NBA Jam is being developed by EA Sports Vancouver. While the entirety of the development team had nothing to do with the original titles, it was said that series creator and original programmer & designer Mark Turmell is consulted on a weekly basis in order to keep the game true to the original's spirit and gameplay.

I won't pick apart the wackiness aspect, because that's to be largely expected; but where this game shines is the player animations. If you've ever seen an episode of South Park, you'll have no problem visualizing the style they've chosen for this game. From the extreme half-court dunks, the wild running back and forth, to the incredible and entirely unreal alley-oops, the animation style is very reminiscent of South Park's portrayal of Canadians.

The characters themselves are of interest too, as they've departed from the normal conventions of how a basketball title achieves player likenesses. In order to convey the wackiness and animated style of the players, they've decided to go with fully 3D bodies, with 2D heads. This allows them to do pretty much anything to the players without having to sacrifice the creative styling of the NBA Jam series.
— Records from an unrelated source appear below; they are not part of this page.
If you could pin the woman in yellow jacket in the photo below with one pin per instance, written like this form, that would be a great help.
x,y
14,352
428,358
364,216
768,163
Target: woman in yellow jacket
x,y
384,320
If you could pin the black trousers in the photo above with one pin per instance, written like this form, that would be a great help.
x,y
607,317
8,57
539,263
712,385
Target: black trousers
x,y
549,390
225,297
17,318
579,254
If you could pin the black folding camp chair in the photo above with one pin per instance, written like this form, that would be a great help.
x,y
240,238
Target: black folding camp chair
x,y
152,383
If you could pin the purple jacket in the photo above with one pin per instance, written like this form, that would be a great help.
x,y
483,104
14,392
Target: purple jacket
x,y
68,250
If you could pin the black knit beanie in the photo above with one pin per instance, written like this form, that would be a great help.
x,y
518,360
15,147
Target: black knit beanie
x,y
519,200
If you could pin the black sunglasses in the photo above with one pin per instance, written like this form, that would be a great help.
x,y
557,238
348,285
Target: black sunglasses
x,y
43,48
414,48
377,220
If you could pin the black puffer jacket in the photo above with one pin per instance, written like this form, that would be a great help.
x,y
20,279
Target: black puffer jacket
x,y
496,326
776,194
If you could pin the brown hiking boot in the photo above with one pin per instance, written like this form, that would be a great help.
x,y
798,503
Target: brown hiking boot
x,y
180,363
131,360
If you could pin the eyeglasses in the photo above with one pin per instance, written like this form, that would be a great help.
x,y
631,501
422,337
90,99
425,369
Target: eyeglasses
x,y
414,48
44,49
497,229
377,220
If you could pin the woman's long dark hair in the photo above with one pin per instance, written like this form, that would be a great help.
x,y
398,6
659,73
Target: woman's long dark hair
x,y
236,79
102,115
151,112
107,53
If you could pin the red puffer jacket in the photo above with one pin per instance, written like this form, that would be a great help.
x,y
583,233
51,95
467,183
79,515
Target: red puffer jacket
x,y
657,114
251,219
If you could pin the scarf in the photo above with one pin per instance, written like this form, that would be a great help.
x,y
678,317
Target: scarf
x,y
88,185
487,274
The 2D heads are actual stock player photos from Getty Images, taken from in-game professional photography in order to give a realistic feel to the player portraits, using six angles of the player's head and a number of expressions ranging from celebration to pain.

I have very peculiar tastes when it comes to genre sports games, which usually limit my view to hockey and more hockey. Just like racing titles, I can stand only a few games (Burnout series) that make the simulation fun and not a chore, and basketball is no different. This NBA Jam looks like it will be one of the fun ones. It looks gorgeous, it's one of the best looking sports titles I've seen to date on the system, and its a welcome return to a great franchise that hasn't seen the light of day in seven years. I can't speak for the finished product, but from what I played and saw, it's definitely on the right track.